Pristimantis adnus
- Conservation status: Near Threatened (IUCN 3.1)

Scientific classification
- Kingdom: Animalia
- Phylum: Chordata
- Class: Amphibia
- Order: Anura
- Family: Strabomantidae
- Genus: Pristimantis
- Species: P. adnus
- Binomial name: Pristimantis adnus Crawford, Ryan & Jaramillo, 2010

= Pristimantis adnus =

- Authority: Crawford, Ryan & Jaramillo, 2010
- Conservation status: NT

Species of amphibian

Pristimantis adnus is a species of frog in the family Strabomantidae. It is endemic to Panama and is only known from its type locality in Serranía del Sapo, Darién Province.
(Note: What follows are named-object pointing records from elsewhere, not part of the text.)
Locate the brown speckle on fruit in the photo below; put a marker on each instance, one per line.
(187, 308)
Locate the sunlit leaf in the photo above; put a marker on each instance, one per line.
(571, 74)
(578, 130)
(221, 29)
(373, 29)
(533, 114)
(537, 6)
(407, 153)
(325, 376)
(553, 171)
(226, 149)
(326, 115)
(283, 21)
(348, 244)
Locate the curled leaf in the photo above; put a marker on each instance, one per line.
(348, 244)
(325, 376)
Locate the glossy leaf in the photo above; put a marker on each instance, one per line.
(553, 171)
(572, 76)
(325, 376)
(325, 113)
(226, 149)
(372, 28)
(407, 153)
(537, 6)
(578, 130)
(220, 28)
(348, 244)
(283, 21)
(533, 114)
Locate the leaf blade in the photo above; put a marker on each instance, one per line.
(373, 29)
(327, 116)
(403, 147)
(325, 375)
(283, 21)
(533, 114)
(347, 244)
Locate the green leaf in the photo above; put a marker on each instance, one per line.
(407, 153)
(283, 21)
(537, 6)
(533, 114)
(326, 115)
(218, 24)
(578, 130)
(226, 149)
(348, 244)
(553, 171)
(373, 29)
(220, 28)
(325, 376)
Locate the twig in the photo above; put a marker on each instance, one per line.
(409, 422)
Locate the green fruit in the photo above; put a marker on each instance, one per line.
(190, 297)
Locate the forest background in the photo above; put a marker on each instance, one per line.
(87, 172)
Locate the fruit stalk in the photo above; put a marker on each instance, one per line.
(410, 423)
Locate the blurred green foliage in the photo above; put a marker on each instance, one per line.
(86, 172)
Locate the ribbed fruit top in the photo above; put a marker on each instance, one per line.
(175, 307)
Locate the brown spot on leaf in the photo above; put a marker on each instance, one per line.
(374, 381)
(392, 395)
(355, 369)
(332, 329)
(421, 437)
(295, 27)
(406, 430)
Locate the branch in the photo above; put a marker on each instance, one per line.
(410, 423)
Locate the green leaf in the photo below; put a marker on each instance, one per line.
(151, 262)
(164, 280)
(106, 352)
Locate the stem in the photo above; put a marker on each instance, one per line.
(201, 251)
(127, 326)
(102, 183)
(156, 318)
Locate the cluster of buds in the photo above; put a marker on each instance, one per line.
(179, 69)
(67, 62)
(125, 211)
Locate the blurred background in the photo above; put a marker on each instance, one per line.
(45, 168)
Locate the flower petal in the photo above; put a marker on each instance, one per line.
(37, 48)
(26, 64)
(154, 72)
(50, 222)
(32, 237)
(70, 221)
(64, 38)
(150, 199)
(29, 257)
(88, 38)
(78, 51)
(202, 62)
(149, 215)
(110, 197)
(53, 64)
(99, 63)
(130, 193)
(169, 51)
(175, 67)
The species was found while researchers were working on a way to save Panama's frogs from extinction from the deadly amphibian disease chytridiomycosis. The frog was collected in Panama's Darién Province in 2003 and described as a new species in 2010. The name of the species is a Latinized version of the Spanish term for DNA which is ADN.

==Description==
Pristimantis adnus is known from two males. They were small frogs, measuring 19–20 mm in snout–vent length, but reproductively mature. Their dorsum was shagreen with some scattered enlarged granules. They were found in the leaf litter during the day at elevations of about 700–800 m asl.